Cold load latency is 5 to 9 seconds because PyTorch loading a 137M-parameter BERT is just slow. Warm queries are roughly 50 milliseconds, dominated by the cosine math. There's an obvious next move (run the model in a daemon, query over a Unix socket) and I haven't done it yet, because 5 seconds three times a day is fine and the daemon would add lifecycle complexity I don't currently want. The boring choice keeps winning.

What's about to ship

This stack is approximately 1,500 lines of Python, one SQLite database (holding both the FTS5 index and the embedding BLOBs), two audited remote-code files, and a text file of hashes. Nothing in it is exotic. None of the building blocks were invented for this; all of them have been around for years. BM25 over Pinecone, Nomic over Gemma, NumPy over sqlite-vec, audit over containerize, hybrid over either alone. The choices, not the parts.

The whole thing is being packaged into a public repo right now. The plan is that the architectural skeleton (schemas, scripts, the Claude skill, an installer that handles audit-on-demand and warm-up of the local model) ships at github.com/trogulja/brain. Personal entries don't ship. Schemas, scripts, and skill do. Anyone with a similar setup (macOS, Apple Silicon, Python) can clone it and have a working brain by the end of an install command.

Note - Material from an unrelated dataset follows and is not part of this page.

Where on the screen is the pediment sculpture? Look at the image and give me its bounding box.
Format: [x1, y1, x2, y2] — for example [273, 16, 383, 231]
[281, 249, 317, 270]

There's one piece of work I've been quietly dreading and haven't actually done: take a fresh machine, run the install command, see whether the whole thing comes up without me touching anything. So consider this post the announcement. If the boring answer wins one more time, the install will just work on your machine. If it doesn't, open an issue and I'll find out what I missed.

I am not naive enough to believe the boring answer wins every time. But it's been my batting average for retrieval so far, so I'll take it. Whether the average holds in daily use is a different post: what queries I reach for, where the thing earns its keep, where it doesn't.